В среде петербургских интеллектуалов писатель, публицист и историк Яков Аркадьевич Гордин занимает странное положение. Он вне контекстов: слишком «в себе» для шумных шестидесятников, слишком доброжелателен для тех, кого принято называть «поколением Бродского». Корректный и ироничный, в галстуке и твидовом пиджаке – такими мы обычно представляем себе западных либеральных профессоров. На пару с литератором Андреем Арьевым он редактирует толстый журнал, и знающие люди называют «Звезду» лучшим изданием такого рода в городе, а может быть, и в стране.
– Могли бы вы коротко высказаться о книгах, которые вам попадались в последнее время? Что понравилось, что нет?

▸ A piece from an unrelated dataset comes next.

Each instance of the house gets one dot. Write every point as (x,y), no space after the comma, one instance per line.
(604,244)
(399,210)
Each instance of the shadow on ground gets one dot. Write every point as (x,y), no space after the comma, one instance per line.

– Читать последнее время приходится мало, хотя я многое перечитываю просто по работе. Тут мне дали в качестве бестселлера «Код да Винчи» Дэна Брауна. И книжка оказалась, как мне кажется, чудовищной туфтой, вызвала у меня отвращение. Это и вторично по сюжетным ходам, и абсурдно по идее. Успех ее свидетельствует о печальном состоянии культурного сознания как в мире, так и у нас. Впрочем, я многое, как уже сказал, перечитываю – Толстого, Лермонтова, записки Адриана Маргерит Юрхенор – «Меж рабством и свободой». Иногда возвращаюсь к «Доктору Фаустусу» Томаса Манна. Впрочем, я беру порой книги, которые считаются популярными в узких кругах, но далеко не все они доставляют мне удовольствие. Скажем, прелести Павича я так и не понял.
– Я читал три ваших книги: «Мятеж реформаторов», книгу о попытке конституционной реформы при Анне Иоанновне и «Кавказ: земля и кровь». По книгам этим ясно, что у вас есть четкие политические взгляды, что вы, грубо говоря, либерал, иными словами – не совсем «идеальный историк».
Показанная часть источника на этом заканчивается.